Desde que a refinaria está em operação, foram evitadas emissões de 130 mil toneladas de CO2 e foram produzidas mais de 200 mil toneladas de combustíveis reciclados.

Pedro Simões, diretor geral da Ecoslops, destacou em declarações à Rádio Sines o trabalho realizado em Sines, desde 2015.

O responsável afirmou que as negociações para a renovação da subconcessão entre a Ecoslops e a CLT empresa do grupo Galp estão em curso.

Pedro Simões declarou acreditar que o trabalho que a Ecolops está a desenvolver em Sines vai continuar nos próximos anos e caso a concessão seja renovada, a empresa de capitais franceses, tem previstos investimentos para aumentar a capacidade da refinaria e criar novos postos de trabalho.
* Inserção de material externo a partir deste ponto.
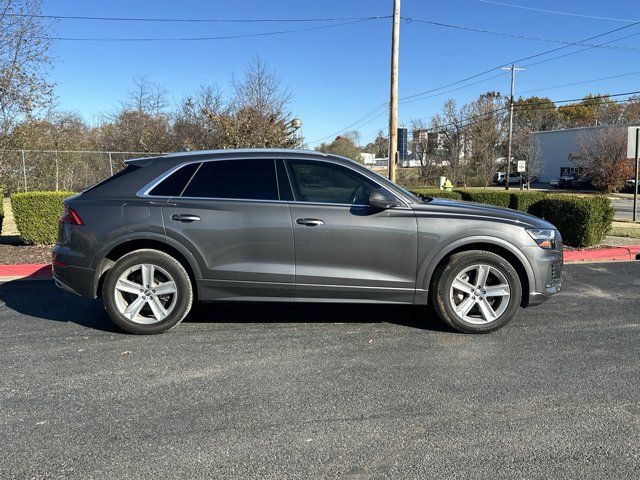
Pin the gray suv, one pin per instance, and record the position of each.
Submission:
(288, 225)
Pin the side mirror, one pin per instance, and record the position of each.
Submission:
(382, 200)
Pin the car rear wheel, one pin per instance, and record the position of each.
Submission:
(147, 291)
(477, 292)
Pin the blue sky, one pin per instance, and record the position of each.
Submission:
(338, 75)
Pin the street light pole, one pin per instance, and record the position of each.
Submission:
(393, 97)
(513, 69)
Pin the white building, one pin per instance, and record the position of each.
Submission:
(552, 151)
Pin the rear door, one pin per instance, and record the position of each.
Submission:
(231, 217)
(345, 249)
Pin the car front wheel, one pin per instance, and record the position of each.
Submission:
(476, 292)
(147, 291)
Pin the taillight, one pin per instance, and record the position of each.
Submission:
(71, 217)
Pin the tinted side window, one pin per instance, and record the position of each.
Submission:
(328, 183)
(127, 170)
(243, 179)
(172, 185)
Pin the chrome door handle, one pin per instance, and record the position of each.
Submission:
(309, 222)
(185, 217)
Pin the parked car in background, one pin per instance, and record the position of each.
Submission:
(287, 225)
(515, 178)
(575, 181)
(498, 178)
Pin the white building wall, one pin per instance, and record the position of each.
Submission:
(554, 149)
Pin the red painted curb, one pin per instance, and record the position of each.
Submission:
(26, 270)
(614, 254)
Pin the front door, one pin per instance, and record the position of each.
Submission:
(231, 215)
(345, 249)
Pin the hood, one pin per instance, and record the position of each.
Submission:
(478, 211)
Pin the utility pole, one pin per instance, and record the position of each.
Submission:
(513, 69)
(393, 97)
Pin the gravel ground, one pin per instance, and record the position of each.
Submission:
(324, 391)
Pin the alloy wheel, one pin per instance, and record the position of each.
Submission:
(480, 294)
(145, 294)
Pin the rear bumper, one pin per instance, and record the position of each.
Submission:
(77, 280)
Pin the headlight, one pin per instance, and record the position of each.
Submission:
(545, 238)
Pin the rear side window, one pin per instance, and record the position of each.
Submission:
(173, 185)
(241, 179)
(127, 170)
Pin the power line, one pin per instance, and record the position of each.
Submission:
(421, 95)
(223, 37)
(196, 20)
(580, 83)
(454, 89)
(581, 50)
(517, 35)
(529, 57)
(556, 12)
(528, 108)
(352, 125)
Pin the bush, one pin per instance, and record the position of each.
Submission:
(582, 221)
(435, 192)
(522, 200)
(36, 215)
(499, 198)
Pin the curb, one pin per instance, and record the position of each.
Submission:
(613, 254)
(25, 271)
(42, 271)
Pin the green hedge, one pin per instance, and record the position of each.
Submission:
(436, 192)
(499, 198)
(523, 200)
(36, 215)
(1, 209)
(582, 221)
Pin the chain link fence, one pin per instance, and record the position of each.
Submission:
(71, 170)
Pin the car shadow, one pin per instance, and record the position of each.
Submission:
(42, 299)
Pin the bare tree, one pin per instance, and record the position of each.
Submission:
(192, 129)
(257, 115)
(602, 156)
(485, 131)
(24, 42)
(422, 151)
(141, 124)
(345, 145)
(449, 131)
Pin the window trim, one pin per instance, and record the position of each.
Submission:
(144, 191)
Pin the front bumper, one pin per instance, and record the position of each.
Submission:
(547, 271)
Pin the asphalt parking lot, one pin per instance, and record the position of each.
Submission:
(315, 391)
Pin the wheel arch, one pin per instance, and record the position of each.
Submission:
(156, 242)
(491, 244)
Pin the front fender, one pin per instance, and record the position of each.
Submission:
(428, 265)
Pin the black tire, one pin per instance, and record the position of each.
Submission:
(179, 307)
(458, 263)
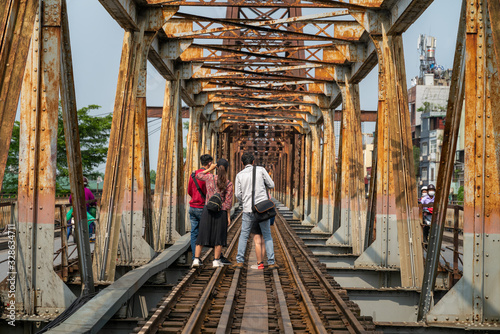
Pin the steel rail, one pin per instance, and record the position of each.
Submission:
(316, 320)
(226, 318)
(151, 326)
(356, 326)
Estão previstos investimentos de cinco milhões de euros na refinaria, aumentando a capacidade anual em 40%, para 35 mil toneladas, e elevando as receitas para cerca de 15 milhões de euros por ano. 

Ao longo da subconcessão, a Ecoslops investiu mais de 35 milhões de euros em manutenção e modernização das infraestruturas.

A refinaria da Ecoslops começou a funcionar em 2014 utilizando uma tecnologia que os responsáveis garantem ser “única no mundo” porque transforma os óleos residuais dos navios em fuel, gasóleo e betume, através da refinação e reciclagem.